Kalitta is buried at the Skyway Memorial Gardens in Palmetto, Florida. He was survived by his wife and children.

==Legacy==
On July 2, 2008, the NHRA shortened Top Fuel and Funny Car races to 1000 ft in response to the ongoing investigation, and extra safety measures were placed at all tracks, including padded retaining walls at the end of sand traps, replacing the polymer nets held up by concrete posts. Although unpopular with the fans, the 1,000-foot distance is the standard for all “AA Fuel” (nitromethane) powered categories (Top Fuel car, Top Fuel Motorcycle, and AA fuel Funny Car). The FIA shortened the Mantorp Park, Alastaro Circuit, and Tierp Arena rounds of the European Drag Racing Championship because of track concerns, but drag races at Hockenheimring and Santa Pod remained at the 1,320 ft distance because of its length until the end of the 2011 season. Adelaide International Raceway became Australia's first 1,000-foot drag strip. In 2017, the International Hot Rod Association changed to 1,000-foot racing for its Top Fuel cars starting with the 2017–18 ACDelco Thunder Nationals (first IHRA Top Fuel race of the 2017–18 IHRA 400 Thunder season).

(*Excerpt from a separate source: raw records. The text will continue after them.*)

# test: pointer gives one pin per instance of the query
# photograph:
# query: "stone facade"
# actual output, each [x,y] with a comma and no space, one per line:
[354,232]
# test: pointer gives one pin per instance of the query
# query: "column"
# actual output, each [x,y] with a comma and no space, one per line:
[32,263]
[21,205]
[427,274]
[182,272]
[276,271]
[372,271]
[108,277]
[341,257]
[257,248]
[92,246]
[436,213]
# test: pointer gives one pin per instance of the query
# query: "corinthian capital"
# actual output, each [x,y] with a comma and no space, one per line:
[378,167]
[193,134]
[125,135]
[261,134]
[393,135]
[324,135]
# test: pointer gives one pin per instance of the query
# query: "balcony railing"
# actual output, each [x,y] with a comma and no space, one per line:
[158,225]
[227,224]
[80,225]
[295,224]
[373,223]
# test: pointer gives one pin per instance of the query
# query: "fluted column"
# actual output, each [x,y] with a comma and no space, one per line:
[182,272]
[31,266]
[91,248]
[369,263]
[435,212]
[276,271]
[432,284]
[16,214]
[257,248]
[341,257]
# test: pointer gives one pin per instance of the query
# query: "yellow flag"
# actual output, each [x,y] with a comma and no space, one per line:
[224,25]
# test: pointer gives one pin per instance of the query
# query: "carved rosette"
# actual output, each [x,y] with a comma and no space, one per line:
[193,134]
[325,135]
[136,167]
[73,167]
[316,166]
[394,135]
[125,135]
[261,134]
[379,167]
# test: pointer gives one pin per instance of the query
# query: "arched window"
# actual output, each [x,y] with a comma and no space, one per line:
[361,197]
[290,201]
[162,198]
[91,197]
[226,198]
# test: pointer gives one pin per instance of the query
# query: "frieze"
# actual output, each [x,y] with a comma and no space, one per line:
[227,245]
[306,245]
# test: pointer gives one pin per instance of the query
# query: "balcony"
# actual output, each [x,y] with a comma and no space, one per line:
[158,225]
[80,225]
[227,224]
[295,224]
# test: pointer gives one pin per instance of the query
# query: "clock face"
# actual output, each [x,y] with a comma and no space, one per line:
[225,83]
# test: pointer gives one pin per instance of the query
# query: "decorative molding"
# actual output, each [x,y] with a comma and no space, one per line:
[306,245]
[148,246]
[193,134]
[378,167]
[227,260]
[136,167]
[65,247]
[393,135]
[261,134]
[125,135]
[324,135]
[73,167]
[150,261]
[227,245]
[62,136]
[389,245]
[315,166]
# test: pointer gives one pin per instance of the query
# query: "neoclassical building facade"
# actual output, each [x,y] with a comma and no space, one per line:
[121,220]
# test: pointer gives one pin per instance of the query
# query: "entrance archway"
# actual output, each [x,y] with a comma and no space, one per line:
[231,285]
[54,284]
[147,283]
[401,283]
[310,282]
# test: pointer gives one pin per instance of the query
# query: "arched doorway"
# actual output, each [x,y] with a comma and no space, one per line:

As a direct result of Kalitta's death, a solution was sought to eliminate engine backfire, the cause of the spectacular engine fires often associated with nitromethane burners. A solution was developed by Dave Lahey of Electromotion in Columbus, Ohio, with the help of 15-time Funny Car champion John Force, former Funny Car and Top Fuel champion Kenny Bernstein, and seven-time Top Fuel champion Tony Schumacher; they developed a sensor that in the event of an engine backfire will automatically shut down the fuel pump and deploy the parachutes. Although several NHRA drivers have expressed their displeasure at the introduction of the new sensor, they admit that it should reduce, if not eliminate, the circumstances that led to Kalitta's death. The device was made a mandatory safety requirement in 2009.